Relativement prompte à sanctionner la répression du mouvement populaire en Libye, la communauté internationale a longtemps hésité et commence à peine à discuter de sanctions face au régime syrien, qui recourt également à la violence pour mater la contestation.

«Ces hésitations sur la Syrie envoient le mauvais message au régime», s'indigne Nadim Shehadi, chercheur au groupe de réflexion britannique Chatham House, pour qui le bilan de cette sanglante répression -au moins 390 morts depuis le 15 mars- s'alourdira à mesure que la communauté internationale continuera à hésiter.

Samedi encore, le chef de la diplomatie européenne Catherine Ashton, en condamnant les tirs mortels sur des manifestants pacifiques, assurait le régime de la disposition de l'UE à «soutenir un authentique processus de réformes en Syrie» si Damas se décidait à l'enclencher.

Il aura fallu attendre que le régime envoie des chars lundi à Deraa (sud) pour que les États-Unis, la Grande-Bretagne ou la France commencent à menacer Damas de sanctions.

Lundi, Washington a dit réfléchir à «des sanctions ciblées» à l'encontre de hauts responsables syriens. À Paris, le Quai d'Orsay a exigé mardi des mesures fortes» de l'ONU et de l'UE, tandis que le ministre britannique des Affaires étrangères William Hague a assuré travailler avec ses partenaires européens sur la «possibilité de mesures supplémentaires».

Une réunion d'urgence des ambassadeurs des 27 à Bruxelles devrait être convoquée très rapidement pour en discuter, disent des diplomates européens.

Il «ne peut y avoir deux poids, deux mesures», a jugé mardi Nicolas Sarkozy à l'issue d'une rencontre avec le Premier ministre italien Silvio Berlusconi, en dressant un parallèle entre la Syrie et la Libye.
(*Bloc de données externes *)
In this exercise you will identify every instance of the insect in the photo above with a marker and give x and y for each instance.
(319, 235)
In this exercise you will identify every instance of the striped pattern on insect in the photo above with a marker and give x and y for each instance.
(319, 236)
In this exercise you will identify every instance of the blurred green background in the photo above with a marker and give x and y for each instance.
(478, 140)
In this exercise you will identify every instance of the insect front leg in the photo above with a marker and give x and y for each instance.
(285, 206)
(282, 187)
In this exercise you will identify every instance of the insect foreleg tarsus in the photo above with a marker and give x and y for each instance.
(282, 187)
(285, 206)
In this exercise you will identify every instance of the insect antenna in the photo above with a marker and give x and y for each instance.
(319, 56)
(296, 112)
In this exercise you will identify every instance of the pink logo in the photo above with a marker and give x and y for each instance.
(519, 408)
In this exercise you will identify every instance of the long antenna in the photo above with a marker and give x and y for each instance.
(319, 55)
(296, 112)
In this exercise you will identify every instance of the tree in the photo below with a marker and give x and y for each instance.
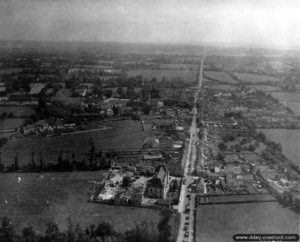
(120, 91)
(146, 109)
(108, 93)
(130, 92)
(28, 234)
(126, 181)
(7, 232)
(163, 226)
(251, 147)
(222, 146)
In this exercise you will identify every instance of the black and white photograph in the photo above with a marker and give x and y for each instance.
(149, 120)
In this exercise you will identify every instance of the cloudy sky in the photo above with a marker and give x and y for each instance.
(271, 23)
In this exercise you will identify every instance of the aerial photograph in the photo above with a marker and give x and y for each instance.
(149, 121)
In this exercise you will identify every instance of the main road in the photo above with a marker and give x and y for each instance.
(186, 206)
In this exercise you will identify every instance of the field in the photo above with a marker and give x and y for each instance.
(238, 198)
(264, 88)
(222, 87)
(17, 110)
(289, 139)
(11, 123)
(256, 78)
(36, 87)
(219, 76)
(186, 75)
(10, 70)
(291, 100)
(180, 66)
(64, 96)
(216, 223)
(34, 199)
(124, 134)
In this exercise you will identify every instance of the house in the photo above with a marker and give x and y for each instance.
(150, 143)
(232, 169)
(165, 124)
(157, 187)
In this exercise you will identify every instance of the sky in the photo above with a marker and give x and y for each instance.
(264, 23)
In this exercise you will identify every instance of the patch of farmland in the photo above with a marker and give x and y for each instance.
(256, 78)
(64, 96)
(10, 70)
(35, 88)
(11, 123)
(219, 76)
(34, 199)
(265, 88)
(230, 219)
(291, 100)
(17, 110)
(123, 135)
(222, 87)
(185, 75)
(179, 66)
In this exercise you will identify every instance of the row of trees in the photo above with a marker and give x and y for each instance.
(103, 232)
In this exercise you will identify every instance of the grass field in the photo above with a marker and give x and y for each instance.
(219, 76)
(186, 75)
(10, 70)
(216, 223)
(64, 96)
(222, 87)
(264, 88)
(35, 199)
(291, 100)
(36, 87)
(180, 66)
(124, 134)
(11, 123)
(17, 110)
(256, 78)
(289, 139)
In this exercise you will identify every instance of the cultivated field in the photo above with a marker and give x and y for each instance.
(33, 199)
(36, 88)
(17, 110)
(124, 134)
(10, 70)
(264, 88)
(289, 139)
(219, 76)
(256, 78)
(222, 87)
(216, 223)
(64, 96)
(180, 66)
(291, 100)
(11, 123)
(185, 75)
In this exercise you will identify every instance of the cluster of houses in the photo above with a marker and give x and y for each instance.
(141, 185)
(40, 127)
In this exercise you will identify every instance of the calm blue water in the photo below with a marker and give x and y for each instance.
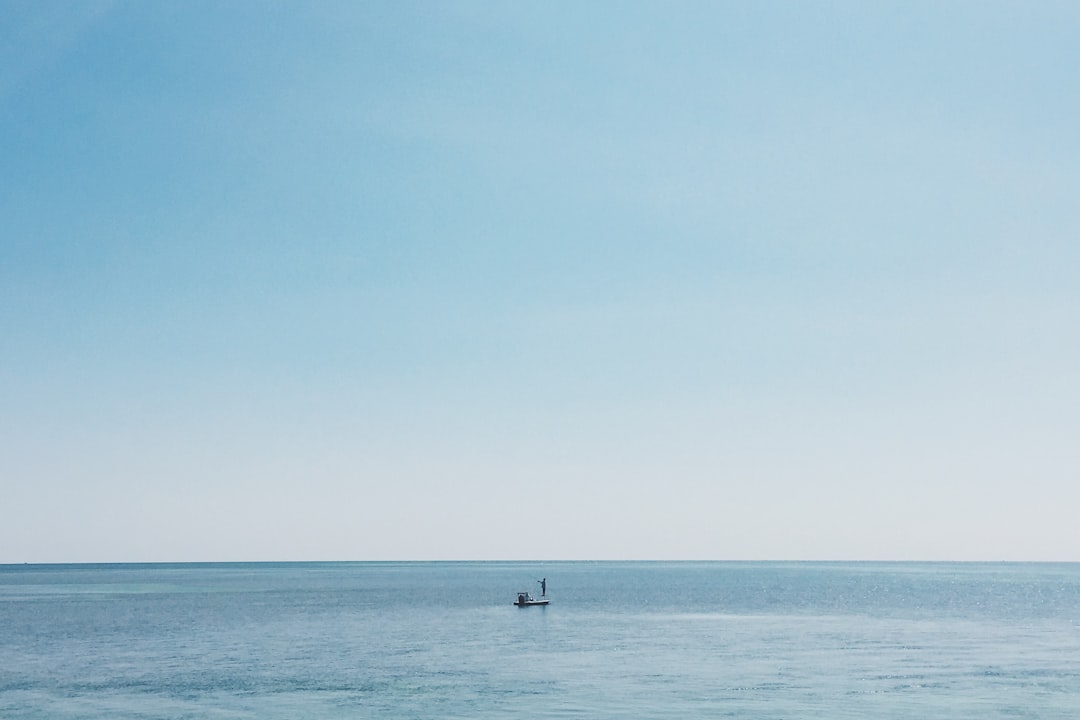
(619, 640)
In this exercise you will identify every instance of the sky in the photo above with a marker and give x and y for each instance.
(433, 281)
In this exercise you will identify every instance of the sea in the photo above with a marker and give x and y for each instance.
(434, 640)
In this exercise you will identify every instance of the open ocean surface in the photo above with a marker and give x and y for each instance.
(620, 640)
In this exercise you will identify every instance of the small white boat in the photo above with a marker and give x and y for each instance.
(524, 600)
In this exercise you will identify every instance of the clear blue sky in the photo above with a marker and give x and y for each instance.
(488, 280)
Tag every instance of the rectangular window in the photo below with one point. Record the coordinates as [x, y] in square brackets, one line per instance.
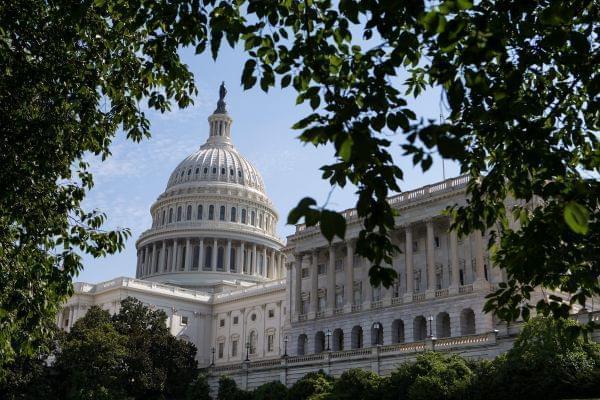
[270, 342]
[322, 269]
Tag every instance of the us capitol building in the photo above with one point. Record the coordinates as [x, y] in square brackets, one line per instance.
[259, 308]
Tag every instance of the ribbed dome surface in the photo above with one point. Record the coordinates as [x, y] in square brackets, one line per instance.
[217, 162]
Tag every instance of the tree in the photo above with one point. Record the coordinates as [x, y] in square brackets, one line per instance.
[519, 79]
[311, 384]
[198, 389]
[159, 364]
[92, 359]
[548, 361]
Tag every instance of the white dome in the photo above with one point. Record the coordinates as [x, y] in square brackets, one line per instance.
[215, 162]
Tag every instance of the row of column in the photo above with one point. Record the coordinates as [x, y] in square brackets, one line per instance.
[159, 258]
[348, 294]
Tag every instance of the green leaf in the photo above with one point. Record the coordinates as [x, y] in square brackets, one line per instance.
[577, 216]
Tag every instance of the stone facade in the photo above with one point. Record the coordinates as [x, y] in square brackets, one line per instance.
[259, 309]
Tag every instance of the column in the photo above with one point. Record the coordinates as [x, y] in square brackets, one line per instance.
[201, 255]
[479, 257]
[455, 279]
[331, 281]
[161, 261]
[273, 266]
[188, 255]
[254, 263]
[349, 275]
[410, 275]
[430, 259]
[174, 260]
[227, 257]
[314, 285]
[297, 264]
[214, 256]
[241, 258]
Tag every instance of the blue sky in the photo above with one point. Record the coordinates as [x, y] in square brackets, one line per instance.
[130, 181]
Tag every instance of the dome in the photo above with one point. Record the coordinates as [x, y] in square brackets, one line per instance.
[213, 163]
[214, 225]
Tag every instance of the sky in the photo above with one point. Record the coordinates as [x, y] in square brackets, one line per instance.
[129, 181]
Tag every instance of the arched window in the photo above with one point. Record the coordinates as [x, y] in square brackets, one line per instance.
[398, 331]
[419, 328]
[319, 342]
[302, 341]
[220, 254]
[253, 340]
[377, 334]
[338, 340]
[208, 257]
[356, 337]
[232, 260]
[467, 322]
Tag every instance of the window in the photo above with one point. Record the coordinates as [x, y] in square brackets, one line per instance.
[322, 269]
[270, 342]
[234, 348]
[221, 348]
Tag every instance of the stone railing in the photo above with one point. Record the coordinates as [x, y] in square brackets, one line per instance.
[424, 192]
[366, 353]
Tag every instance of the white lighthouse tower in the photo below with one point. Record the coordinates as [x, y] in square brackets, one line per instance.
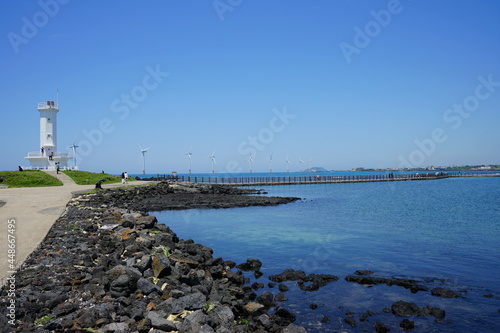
[48, 157]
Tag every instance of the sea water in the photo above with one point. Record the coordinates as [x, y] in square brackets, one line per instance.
[443, 232]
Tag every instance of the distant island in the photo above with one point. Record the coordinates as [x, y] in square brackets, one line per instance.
[482, 167]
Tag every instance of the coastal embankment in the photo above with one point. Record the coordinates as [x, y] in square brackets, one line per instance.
[106, 265]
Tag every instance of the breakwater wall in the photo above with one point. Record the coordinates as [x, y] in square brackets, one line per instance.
[317, 179]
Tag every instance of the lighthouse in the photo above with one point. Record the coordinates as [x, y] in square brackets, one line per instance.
[48, 157]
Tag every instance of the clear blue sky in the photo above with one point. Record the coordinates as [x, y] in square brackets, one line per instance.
[345, 83]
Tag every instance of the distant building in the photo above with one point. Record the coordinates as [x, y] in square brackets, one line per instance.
[48, 157]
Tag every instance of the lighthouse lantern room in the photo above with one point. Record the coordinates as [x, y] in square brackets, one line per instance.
[48, 157]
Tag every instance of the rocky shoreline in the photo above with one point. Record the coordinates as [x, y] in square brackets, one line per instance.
[107, 266]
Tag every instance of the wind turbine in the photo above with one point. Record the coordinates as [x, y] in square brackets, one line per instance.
[143, 151]
[300, 163]
[212, 157]
[250, 159]
[74, 146]
[287, 161]
[189, 154]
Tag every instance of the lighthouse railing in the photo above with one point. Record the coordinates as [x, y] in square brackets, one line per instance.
[56, 154]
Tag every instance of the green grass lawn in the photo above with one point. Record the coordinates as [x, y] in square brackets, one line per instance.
[28, 178]
[85, 177]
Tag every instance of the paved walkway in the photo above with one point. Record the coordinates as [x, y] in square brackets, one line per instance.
[34, 210]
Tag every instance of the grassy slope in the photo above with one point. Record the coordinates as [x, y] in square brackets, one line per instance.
[28, 178]
[84, 177]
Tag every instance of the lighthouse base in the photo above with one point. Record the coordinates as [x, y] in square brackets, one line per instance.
[39, 161]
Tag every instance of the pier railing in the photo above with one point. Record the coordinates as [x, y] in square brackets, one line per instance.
[314, 179]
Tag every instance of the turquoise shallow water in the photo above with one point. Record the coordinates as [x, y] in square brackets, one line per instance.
[445, 232]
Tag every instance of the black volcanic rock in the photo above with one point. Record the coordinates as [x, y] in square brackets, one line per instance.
[104, 265]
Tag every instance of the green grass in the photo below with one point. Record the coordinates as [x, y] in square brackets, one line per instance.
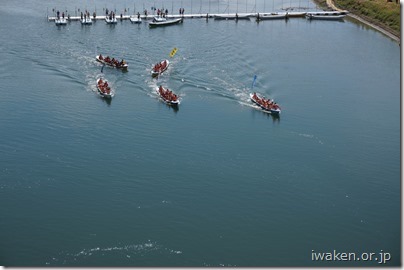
[380, 12]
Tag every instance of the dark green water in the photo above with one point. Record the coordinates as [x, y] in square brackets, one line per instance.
[133, 182]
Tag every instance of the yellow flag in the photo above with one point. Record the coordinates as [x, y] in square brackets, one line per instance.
[173, 52]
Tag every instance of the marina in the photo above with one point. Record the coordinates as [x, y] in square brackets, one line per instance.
[102, 168]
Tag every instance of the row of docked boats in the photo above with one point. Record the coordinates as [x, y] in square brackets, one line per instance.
[322, 15]
[163, 21]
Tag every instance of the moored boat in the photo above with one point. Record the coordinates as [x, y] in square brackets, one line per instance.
[326, 15]
[103, 88]
[232, 17]
[168, 96]
[272, 16]
[157, 21]
[86, 21]
[112, 62]
[268, 105]
[160, 67]
[60, 21]
[110, 20]
[136, 19]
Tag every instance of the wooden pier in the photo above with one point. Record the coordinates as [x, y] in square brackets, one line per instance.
[185, 16]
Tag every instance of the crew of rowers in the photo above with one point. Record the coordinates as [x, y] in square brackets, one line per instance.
[104, 87]
[112, 61]
[267, 103]
[167, 94]
[85, 16]
[159, 67]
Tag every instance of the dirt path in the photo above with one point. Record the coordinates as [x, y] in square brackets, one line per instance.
[331, 4]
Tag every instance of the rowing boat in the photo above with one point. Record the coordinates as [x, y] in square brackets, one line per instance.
[123, 67]
[103, 88]
[267, 105]
[168, 96]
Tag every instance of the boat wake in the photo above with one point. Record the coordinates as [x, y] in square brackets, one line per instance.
[131, 252]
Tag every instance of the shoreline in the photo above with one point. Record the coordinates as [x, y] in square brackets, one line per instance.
[395, 37]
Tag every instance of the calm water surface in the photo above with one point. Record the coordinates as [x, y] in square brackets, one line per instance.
[132, 182]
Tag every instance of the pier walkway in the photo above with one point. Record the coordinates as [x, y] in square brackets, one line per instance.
[185, 16]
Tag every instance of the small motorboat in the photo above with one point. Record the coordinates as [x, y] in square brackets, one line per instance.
[272, 16]
[86, 21]
[110, 20]
[267, 105]
[232, 17]
[60, 21]
[168, 96]
[158, 21]
[103, 88]
[135, 19]
[159, 68]
[326, 15]
[112, 62]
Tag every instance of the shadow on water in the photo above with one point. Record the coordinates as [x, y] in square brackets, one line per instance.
[175, 108]
[276, 118]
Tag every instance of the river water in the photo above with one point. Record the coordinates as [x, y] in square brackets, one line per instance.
[133, 182]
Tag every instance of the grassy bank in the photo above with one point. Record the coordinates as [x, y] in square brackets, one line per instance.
[379, 12]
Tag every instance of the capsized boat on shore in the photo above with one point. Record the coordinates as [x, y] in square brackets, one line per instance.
[160, 67]
[267, 105]
[103, 88]
[168, 96]
[112, 62]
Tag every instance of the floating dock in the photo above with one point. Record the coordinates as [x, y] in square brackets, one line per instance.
[185, 16]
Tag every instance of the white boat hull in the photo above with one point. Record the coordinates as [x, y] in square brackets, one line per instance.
[86, 21]
[135, 20]
[163, 22]
[111, 21]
Le président français a toutefois exclu une intervention militaire en Syrie sans une résolution préalable du Conseil de Sécurité de l'ONU, «qui n'est pas facile à obtenir».

À l'ONU, le Royaume-Uni, la France, l'Allemagne et le Portugal font pour le moment circuler au sein du Conseil de Sécurité un projet de condamnation de la répression qui pourrait être rendu public mardi si les 15 parviennent à un accord unanime.

Iront-ils jusqu'à des sanctions onusiennes ? Le cas de la Syrie est différent de celui de la Libye pour laquelle ses propres représentants, qui avaient fait défection, avaient demandé au Conseil de Sécurité des sanctions, relève un diplomate onusien.

En outre, au sein de cette instance, «il y a peu de chances que la Russie soit très enthousiaste pour une réaction forte contre un pays souverain», a précisé ce diplomate.

Selon Nadim Shehadi, les occidentaux sont «traumatisés par les syndromes de l'Irak et de la Libye» ce qui explique en partie leurs hésitations face à la Syrie.

Le «rôle-clé de Damas au Proche-Orient», face à Israël et au Liban notamment a aussi pesé, relève un diplomate européen. Washington en particulier aurait voulu faire de la Syrie une tête de pont pour une offensive diplomatique dans la région.

Ces dernières semaines, les Américains étaient soucieux de ne pas fournir un regain de «légitimité nationaliste» au régime syrien en donnant l'impression d'une ingérence étrangère, observe Alvaro de Vasconcelos, directeur de l'Institut d'Etudes de sécurité de l'UE.

Mais cette prudence «n'a plus de sens aujourd'hui» compte tenu de l'ampleur de la répression, note-t-il.

Des gels d'avoirs et de relations commerciales avec certains responsables syriens sont envisagés à Washington.

Les Européens, qui ont des relations beaucoup plus poussées avec Damas, doivent aller plus loin, considère M. de Vasconcelos, par exemple «en suspendant toute coopération avec la Syrie», et en lui «signifiant qu'on ne peut massacrer impunément ses citoyens».